HPC Benchmarking Results

JADE2 (NVIDIA Tesla V100) Benchmarks

ARCHER2 (EPYC 7742) Benchmarks
Single node
Multiple nodes
OpenMP and MPI

Comparison across HPC systems
ARCHER2 and JADE2
JADE2 and GH200 testbed
Comparison of MD software across different HPC systems

Memory usage

Multi-instance GPU (MIG)

Benchmark methodology

The benchmark input files taken from the HECBioSim benchmark suite. Benchmarks are run and plots are created using the hpcbench utility. The hpcbench repository also contains the SLURM input scripts used to run each simulation. Benchmarks were conducted using the version of each MD program available on each HPC system, so benchmarks running on different systems are not always running the same software version. More details on the method and more results can be found in the report 'Engineering Supercomputing Platforms for Biomolecular Applications'. Raw benchmark data can be found in the HECBioSim benchmark data repository (note: this data requires HPCbench to parse).
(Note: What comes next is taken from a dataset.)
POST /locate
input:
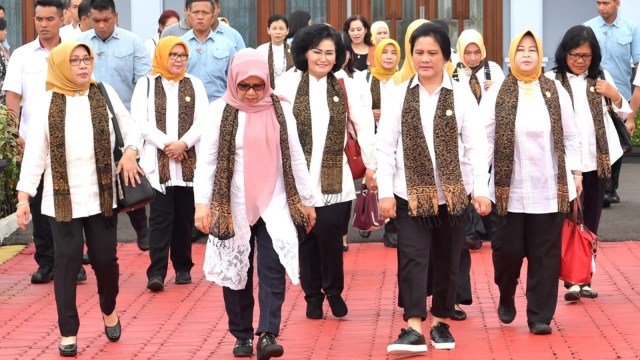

The plots in this section are given in terms of performance (ns/day) and energy usage (kWh/ns). The energy usage is calculated using the energy consumption data reported by SLURM.

Systems tested

System (PDB codes)	No. of atoms	Protein atoms	Lipid atoms	Water atoms
3NIR Crambin	21k	642	0	19k
1WDN Glutamine-Binding Protein	61k	3.5k	0	58k
hEGFR Dimer of 1IVO and 1NQL	465k	22k	134k	309k
Two hEGFR Dimers of 1IVO and 1NQL	1.4M	43k	235k	1.1M
Two hEGFR tetramers of 1IVO and 1NQL	3M	87k	868k	2M

JADE2 (NVIDIA Tesla V100) Benchmarks

On JADE2, benchmarks were run on a single GPU. Though each JADE2 node contains eight NVIDIA Tesla V100 GPUs, the multi-GPU performance was poor. Benchmarks were run with a corresponding one-eigth of the node's available CPUs (dual Xeon e5-2698s). Performance of CPU-bound software (e.g. LAMMPS) suffers the most.

JADE2 molecular dynamics performance compared for five different molecular dynamics programs.

JADE2 molecular dynamics energy usage compared for five different molecular dynamics programs.

ARCHER2 Benchmarks

Single node

Each ARCHER2 node contains dual AMD EPYC 7742 CPUs for a total of 256 CPU cores. OpenMM was not tested on ARCHER2, as it is not designed to run on CPUs and only provides a reference CPU implementation.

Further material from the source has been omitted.